Tutorial: The Flitter CLI

The Flitter CLI

By default, Flitter ships with the flitter-cli package, which enables use of the ./flitter command. This command is designed to aid development on Flitter. This command should only be run from the root of the application, as it depends on relative paths.

Run a Deployment

./flitter deploy <deployment name>

Flitter units can define special functions called deployments. These deployments are designed to be one-time, non-reversible functions that set up the unit's necessary files and configuration, etc. For example, the flitter-auth package provides the auth deployment which creates the controllers, models, views, and middleware to enable Flitter's auth provider.

Create a New File From a Template

./flitter new <template name> <file name>

Flitter units can also define templates for files that are used regularly in Flitter.

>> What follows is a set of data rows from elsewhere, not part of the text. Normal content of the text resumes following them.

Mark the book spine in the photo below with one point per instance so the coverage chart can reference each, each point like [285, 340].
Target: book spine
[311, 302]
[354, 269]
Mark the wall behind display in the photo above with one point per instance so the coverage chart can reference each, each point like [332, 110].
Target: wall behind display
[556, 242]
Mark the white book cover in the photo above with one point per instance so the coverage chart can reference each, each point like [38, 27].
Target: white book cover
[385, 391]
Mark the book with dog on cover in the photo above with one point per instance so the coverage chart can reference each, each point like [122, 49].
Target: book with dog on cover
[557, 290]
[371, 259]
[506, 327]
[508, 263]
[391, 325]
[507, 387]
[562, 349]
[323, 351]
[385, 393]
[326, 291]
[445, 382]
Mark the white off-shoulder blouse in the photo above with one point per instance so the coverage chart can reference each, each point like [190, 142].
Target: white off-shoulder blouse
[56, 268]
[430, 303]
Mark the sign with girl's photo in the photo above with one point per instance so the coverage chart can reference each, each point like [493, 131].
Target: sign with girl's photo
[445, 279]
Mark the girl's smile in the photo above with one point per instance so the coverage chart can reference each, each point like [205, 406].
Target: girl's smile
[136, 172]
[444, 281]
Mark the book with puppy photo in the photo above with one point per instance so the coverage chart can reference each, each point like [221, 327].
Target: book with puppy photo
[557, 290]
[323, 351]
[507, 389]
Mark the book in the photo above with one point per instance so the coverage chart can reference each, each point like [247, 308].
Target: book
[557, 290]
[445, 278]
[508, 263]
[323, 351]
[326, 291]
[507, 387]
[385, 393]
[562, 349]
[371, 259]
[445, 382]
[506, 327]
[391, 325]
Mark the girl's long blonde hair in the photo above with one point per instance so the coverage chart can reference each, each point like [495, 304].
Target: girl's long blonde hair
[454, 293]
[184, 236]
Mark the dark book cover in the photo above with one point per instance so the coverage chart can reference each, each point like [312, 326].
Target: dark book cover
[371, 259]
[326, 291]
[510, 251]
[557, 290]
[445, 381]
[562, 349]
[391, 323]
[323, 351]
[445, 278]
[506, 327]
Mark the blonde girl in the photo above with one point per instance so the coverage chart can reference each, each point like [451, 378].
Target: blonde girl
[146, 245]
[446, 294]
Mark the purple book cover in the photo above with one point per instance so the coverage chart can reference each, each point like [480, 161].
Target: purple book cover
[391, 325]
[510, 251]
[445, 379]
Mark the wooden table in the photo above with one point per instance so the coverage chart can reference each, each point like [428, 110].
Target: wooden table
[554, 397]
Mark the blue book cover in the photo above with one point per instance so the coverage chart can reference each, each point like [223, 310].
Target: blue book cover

For example, libflitter provides several templates like the controller, model, config, and router templates, which create the respective <file name> in the base directory corresponding to the type of file you are generating.

Launch the Flitter Shell

./flitter shell

Sometimes, when you're developing a feature for your app, it's useful to be able to test things out and interact with Flitter directly, without having to interact with Flitter through a web-browser. As such, this command will start an interactive prompt that has access to the entire Flitter context. It behaves just like an interactive Node prompt, but it is started from within Flitter, so you can access all the same resources that your app can directly.

Note: The ability to use await commands in the shell is super useful for testing things in Flitter, since most things in Flitter happen async. If you are using a new enough version of Node, you can start the Flitter shell with await support like so:

node --experimental-repl-await flitter shell

Upgrade Flitter In-Place (experimental)

./flitter flap

Flitter Flap is an experimental migration tool designed to help keep Flitter applications up-to-date even after they're deployed. Once Flitter's core packages are updated via Yarn, you can use Flap to run any migrations those packages provide. These will make changes to the core Flitter file structure/syntax to keep your app up to date with the latest Flitter core. This feature is relatively new and is a work in progress. It is not recommended for most apps at this time.